Parkinson’s disease (PD) is a common, progressive, and debilitating disease, which currently cannot be prevented or cured. With the exception of rare genetic forms, the cause of PD is unknown. Symptoms start gradually, sometimes starting with a barely noticeable tremor in just one hand. Tremors are common, but the disorder also commonly causes stiffness or slowing of movement.

The emerging information about the importance of the gut microbiome in human health and disease, together with the well-established connection between PD and the gut including common and early occurrence of constipation, inflammation, and increased gut membrane permeability, have raised the possibility that microorganisms in the gut may play a role in PD pathogenesis.

Neurologists at the University of Alabama at Birmingham (Birmingham, AL, USA) and their colleagues conducted a microbiome-wide association study (MWAS) with two large datasets for internal replication (n = 333 and 507). They used uniform methodology when possible, interrogated confounders, and applied two statistical tests for concordance, followed by correlation network analysis to infer interactions. The team used advances in DNA sequencing and computational tools to look for microbial communities that may be associated with PD.

DNA extraction and sequencing of datasets were done in different laboratories, keeping methods uniform as possible. Negative controls were included in both datasets. DNA was extracted using MoBio PowerMag Soil DNA Isolation Kit for dataset 1 and MoBio PowerSoil DNA Isolation Kit for dataset 2, both kits using equivalent chemistries (MoBio Industries, Carlsbad, CA). Hypervariable region 4 (V4) of the bacterial/archaeal 16S rRNA gene was PCR amplified using primers and sequenced using Illumina MiSeq (Illumina, San Diego, CA, USA).

The team discovered a remarkable difference between the two datasets, despite efforts to standardize data collection and analysis. Using network analysis, they found three polymicrobial clusters, and also found that each cluster shared functional characteristics. The first cluster was that of opportunistic pathogens overabundant in PD cases, a novel finding. The other two clusters were confirmatory of previous studies. In comparison to controls, persons with PD had reduced levels of a cluster of microbes that produce short-chain fatty acids. In the third cluster, the persons with PD had elevated levels of two genera that are carbohydrate-metabolizing probiotic microbes.

The investigators reported that five genera had higher abundances in PD than in controls: Porphyromonas, Prevotella, Corynebacterium_1, Bifidobacterium, and Lactobacillus. Ten genera had lower abundances in PD: Faecalibacterium, Agathobacter, Blautia, Roseburia, Fusicatenibacter, Lachnospira, Butyricicoccus, Lachnospiraceae_ND3007_group, Lachnospiraceae_UCG-004, and Oscillospira.

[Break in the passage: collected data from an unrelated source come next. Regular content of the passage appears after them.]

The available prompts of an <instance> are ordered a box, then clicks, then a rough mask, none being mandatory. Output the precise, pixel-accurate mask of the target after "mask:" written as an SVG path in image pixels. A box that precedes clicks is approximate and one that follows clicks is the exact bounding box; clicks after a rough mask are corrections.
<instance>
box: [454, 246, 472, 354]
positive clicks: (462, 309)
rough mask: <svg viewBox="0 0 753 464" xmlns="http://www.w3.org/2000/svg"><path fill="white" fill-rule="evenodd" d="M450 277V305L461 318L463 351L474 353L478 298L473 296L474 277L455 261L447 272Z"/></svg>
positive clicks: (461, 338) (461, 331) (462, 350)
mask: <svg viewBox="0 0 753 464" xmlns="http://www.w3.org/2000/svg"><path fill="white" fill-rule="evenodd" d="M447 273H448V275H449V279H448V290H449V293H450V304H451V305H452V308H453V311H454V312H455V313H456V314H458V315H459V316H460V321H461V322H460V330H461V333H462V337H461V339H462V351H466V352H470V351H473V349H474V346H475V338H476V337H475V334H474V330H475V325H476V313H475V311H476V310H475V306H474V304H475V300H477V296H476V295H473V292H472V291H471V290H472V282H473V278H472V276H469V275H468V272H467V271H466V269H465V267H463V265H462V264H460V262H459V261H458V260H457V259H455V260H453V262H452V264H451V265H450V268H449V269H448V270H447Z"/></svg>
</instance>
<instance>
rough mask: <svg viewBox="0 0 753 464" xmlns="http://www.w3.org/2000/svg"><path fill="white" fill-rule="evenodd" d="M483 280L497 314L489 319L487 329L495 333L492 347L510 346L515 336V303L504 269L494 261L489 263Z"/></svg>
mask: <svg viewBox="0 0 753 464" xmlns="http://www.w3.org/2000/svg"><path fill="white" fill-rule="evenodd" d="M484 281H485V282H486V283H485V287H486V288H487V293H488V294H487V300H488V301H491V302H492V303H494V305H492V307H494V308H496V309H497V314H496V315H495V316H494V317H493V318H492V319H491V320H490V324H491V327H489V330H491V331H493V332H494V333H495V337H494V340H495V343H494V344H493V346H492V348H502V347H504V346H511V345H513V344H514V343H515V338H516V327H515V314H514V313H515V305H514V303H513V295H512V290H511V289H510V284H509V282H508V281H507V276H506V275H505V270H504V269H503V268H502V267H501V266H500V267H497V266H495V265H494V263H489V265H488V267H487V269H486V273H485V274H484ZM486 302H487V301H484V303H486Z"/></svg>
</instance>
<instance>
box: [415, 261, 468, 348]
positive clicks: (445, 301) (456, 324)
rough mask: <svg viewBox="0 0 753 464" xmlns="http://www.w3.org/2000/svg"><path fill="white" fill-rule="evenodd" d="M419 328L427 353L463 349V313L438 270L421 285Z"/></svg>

Haydeh Payami, PhD, a Professor of Molecular Genetics and the senior author of the study said, “There is more to be learned, with larger sample sizes with greater power, longitudinal studies to track change from prodromal to advanced disease, and by next-generation metagenome sequencing to broaden the scope from bacteria and archaea to include viruses and fungi, and improve the resolution to strain and gene level.” The study was published on June 12, 2020 in the journal npj Parkinson’s Disease.